Q24 of 25 Page 1

a) According to recent media reports:

‘USA has accused China of currency devaluation to promote its exports’.


In the light of the given media report comment, how exports can be promoted through the Currency Devaluation?


b) What is meant by the Current Account Deficit (CAD) and Current Account Surplus (CAS)? State their significance.

China has been devalued the currency for promoting the exports. Exports can be promoted by the devaluation. Devaluation is the process of devaluing the domestic currency purposefully by the government. This is mainly done by the government to promote the exports of the country. When the devaluation takes place, the domestic currency becomes cheaper in the international market compared other countries currency. When Chinese Yuan is devalued, it becomes cheaper in the international market compared to US Dollar. This will lead to the purchase of a good by other countries from China. When the all other nation purchases the commodities from China, it increases the exports of China. And also it will decrease the exports of other nation which has a high value of the currency. Hence the devaluation by the country will increase the exports of the country.

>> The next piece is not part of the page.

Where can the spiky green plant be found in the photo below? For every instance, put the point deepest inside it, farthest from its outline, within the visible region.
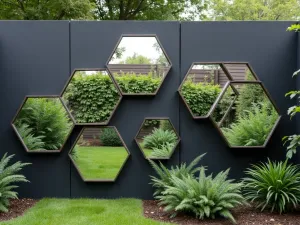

b) The current account of the country consists of all the transaction relating to the trade in goods and services and unilateral transfers. In the current account, imports and exports are the main components. The difference between exports and imports make the balance of invisible trade.


Current Account Deficit


Current account deficit is the situation in which the imports of goods and services exceed the exports. The current account measures the trade plus transfer capital. A current account deficit is created when a country relies on foreigners for the capital to invest and spend. This situation implies that sales for the domestic goods in the market are very less. The country is over depended on the imports from the foreign countries.


Current Account Surplus


It is the situation in which the exports of the goods and services are more than imports of goods and services of the country. This is a favourable situation for the country when the exports are higher. When the exports are higher will increase the revenue of the country.


Current account deficit


It is the situation which the country faced when the resources are very less. Therefore that country will be bound to import from other countries. This will increase the dependency of the importing countries to the exporting countries. When dependency increases from developing countries to developed countries there are huge chances of exploitation by the developed country to the developing or underdeveloped country.


Current account surplus is the favourable condition for any country. But there will be only fewer countries which have huge resources faces this condition. This will increase the revenue of the country and makes a favourable condition for the Balance of Trade for the country.